Qaeda Troubled in Pakistan, Former CIA Analyst

WASHINGTON: Al Qaeda is struggling to boost its appeal in Pakistan following former president Gen (Retd) Pervez Musharraf’s resignation, a United States terrorism expert concludes based on comments by the terror network. Former Central Intelligence Agency (CIA) analyst Jarret Brachman said Musharraf’s departure in September had removed a target of Al-Qaeda’s anti-American campaign. His successor, Asif Ali Zardari, has been critical of the US. Al-Qaeda “finds itself in a variety of predicaments with regard to the Pakistani government, its army and its Jihadi populations,” Brachman writes in the CTC Sentinel, a journal of the Combating Terrorism Centre at the US Military Academy at West Point to be published on Thursday.
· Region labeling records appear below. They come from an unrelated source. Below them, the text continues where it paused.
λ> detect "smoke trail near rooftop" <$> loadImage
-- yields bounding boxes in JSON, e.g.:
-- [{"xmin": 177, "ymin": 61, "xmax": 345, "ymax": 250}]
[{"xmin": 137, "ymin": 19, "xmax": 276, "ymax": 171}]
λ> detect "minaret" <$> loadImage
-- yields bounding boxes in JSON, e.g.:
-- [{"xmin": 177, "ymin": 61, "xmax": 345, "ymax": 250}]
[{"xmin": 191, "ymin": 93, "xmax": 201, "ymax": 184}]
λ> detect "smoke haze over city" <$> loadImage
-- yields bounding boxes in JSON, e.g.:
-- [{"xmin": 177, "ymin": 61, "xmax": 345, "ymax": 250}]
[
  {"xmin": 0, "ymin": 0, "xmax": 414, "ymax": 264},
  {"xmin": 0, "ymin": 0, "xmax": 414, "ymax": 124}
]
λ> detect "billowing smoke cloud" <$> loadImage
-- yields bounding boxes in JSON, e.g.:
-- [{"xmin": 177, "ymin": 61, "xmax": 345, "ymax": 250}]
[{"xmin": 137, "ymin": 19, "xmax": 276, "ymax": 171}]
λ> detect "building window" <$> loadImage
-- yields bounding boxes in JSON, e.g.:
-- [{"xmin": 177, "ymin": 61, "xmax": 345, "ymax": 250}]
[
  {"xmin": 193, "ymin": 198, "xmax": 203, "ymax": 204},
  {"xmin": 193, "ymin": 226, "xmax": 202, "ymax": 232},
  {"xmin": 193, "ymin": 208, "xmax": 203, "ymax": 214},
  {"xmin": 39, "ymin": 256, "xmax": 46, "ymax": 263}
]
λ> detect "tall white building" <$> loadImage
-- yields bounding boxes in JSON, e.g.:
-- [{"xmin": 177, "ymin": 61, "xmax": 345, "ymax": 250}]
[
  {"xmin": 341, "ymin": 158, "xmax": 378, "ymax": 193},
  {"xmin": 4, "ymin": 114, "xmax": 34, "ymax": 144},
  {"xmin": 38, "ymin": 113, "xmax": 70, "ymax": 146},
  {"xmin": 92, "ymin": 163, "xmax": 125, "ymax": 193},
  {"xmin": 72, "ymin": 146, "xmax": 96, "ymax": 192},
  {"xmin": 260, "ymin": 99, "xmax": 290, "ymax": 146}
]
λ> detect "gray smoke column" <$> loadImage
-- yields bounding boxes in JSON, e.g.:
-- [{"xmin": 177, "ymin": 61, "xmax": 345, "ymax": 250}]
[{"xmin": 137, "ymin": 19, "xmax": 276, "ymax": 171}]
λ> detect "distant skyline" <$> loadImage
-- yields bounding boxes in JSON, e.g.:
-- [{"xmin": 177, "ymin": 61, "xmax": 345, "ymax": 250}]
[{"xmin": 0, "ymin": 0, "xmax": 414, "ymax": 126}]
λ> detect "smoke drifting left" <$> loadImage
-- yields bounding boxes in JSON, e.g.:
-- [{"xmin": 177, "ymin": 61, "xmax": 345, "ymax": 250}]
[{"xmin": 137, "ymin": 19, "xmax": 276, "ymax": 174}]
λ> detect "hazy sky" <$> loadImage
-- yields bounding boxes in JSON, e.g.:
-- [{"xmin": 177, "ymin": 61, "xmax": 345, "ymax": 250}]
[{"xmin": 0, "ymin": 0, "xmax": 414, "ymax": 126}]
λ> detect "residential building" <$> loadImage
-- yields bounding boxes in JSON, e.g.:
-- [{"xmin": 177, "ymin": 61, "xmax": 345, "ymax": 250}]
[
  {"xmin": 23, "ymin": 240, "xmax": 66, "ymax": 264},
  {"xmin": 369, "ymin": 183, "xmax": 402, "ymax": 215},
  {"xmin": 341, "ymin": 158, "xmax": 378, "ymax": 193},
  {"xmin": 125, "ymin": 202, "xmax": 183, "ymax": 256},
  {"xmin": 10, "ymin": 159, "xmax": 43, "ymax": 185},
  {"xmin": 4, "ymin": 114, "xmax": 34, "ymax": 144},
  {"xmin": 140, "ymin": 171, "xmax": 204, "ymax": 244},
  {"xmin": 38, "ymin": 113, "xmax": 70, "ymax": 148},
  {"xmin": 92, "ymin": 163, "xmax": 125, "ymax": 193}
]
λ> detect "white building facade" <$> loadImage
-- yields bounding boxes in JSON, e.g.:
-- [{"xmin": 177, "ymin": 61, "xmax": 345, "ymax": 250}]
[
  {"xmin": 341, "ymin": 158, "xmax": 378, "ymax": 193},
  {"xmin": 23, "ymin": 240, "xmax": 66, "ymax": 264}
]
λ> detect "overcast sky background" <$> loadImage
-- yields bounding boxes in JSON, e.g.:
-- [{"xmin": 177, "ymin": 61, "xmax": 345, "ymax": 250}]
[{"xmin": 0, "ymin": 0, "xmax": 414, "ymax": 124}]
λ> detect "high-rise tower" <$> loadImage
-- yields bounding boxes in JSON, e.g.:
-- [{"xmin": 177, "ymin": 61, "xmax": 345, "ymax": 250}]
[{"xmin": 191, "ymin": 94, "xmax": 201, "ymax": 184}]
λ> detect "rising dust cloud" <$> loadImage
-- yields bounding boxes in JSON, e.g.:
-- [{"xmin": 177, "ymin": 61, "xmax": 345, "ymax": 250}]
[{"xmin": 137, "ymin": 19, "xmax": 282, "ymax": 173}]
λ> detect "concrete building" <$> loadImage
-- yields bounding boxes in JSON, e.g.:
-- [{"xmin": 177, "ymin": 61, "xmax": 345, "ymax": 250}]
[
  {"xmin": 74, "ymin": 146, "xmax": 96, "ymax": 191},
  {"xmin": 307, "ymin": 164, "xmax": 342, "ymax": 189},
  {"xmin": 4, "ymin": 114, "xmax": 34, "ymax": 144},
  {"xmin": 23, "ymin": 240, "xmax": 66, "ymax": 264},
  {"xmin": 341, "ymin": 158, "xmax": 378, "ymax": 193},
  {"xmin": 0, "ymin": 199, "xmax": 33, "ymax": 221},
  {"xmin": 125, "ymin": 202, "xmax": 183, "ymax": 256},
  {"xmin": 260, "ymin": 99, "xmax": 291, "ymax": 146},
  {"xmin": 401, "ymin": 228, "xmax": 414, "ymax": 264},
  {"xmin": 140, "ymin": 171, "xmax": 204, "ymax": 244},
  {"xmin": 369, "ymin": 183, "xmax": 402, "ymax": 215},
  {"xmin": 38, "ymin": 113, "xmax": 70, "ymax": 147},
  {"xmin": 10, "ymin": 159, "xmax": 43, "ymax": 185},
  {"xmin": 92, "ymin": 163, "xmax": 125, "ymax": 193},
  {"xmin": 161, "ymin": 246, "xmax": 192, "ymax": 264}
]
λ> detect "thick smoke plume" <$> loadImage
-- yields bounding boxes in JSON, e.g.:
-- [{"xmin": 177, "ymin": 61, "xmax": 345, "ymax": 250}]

Anti-Pakistan: “Even though Musharraf is now out of power, the inertia of Al-Qaeda’s anti-Pakistan policy has made it difficult for them to back-pedal without admitting strategic weakness,” wrote Brachman, the centre’s research director until recently. “Certainly, Al-Qaeda’s headaches are US opportunities,” wrote Brachman, who this year became a security professor at North Dakota State University. Brian Glyn Williams, a US professor who has testified against Al Qaeda at Guantanamo trials, said attacks on Zardari’s government had less resonance among Pakistanis than those against Musharraf because Zardari was seen as more legitimate. Zardari has condemned stepped-up US airstrikes against the Taliban fighters in Pakistan’s border region with Afghanistan. Washington has shrugged off the protests, but it has not repeated an intensely criticised ground raid in September.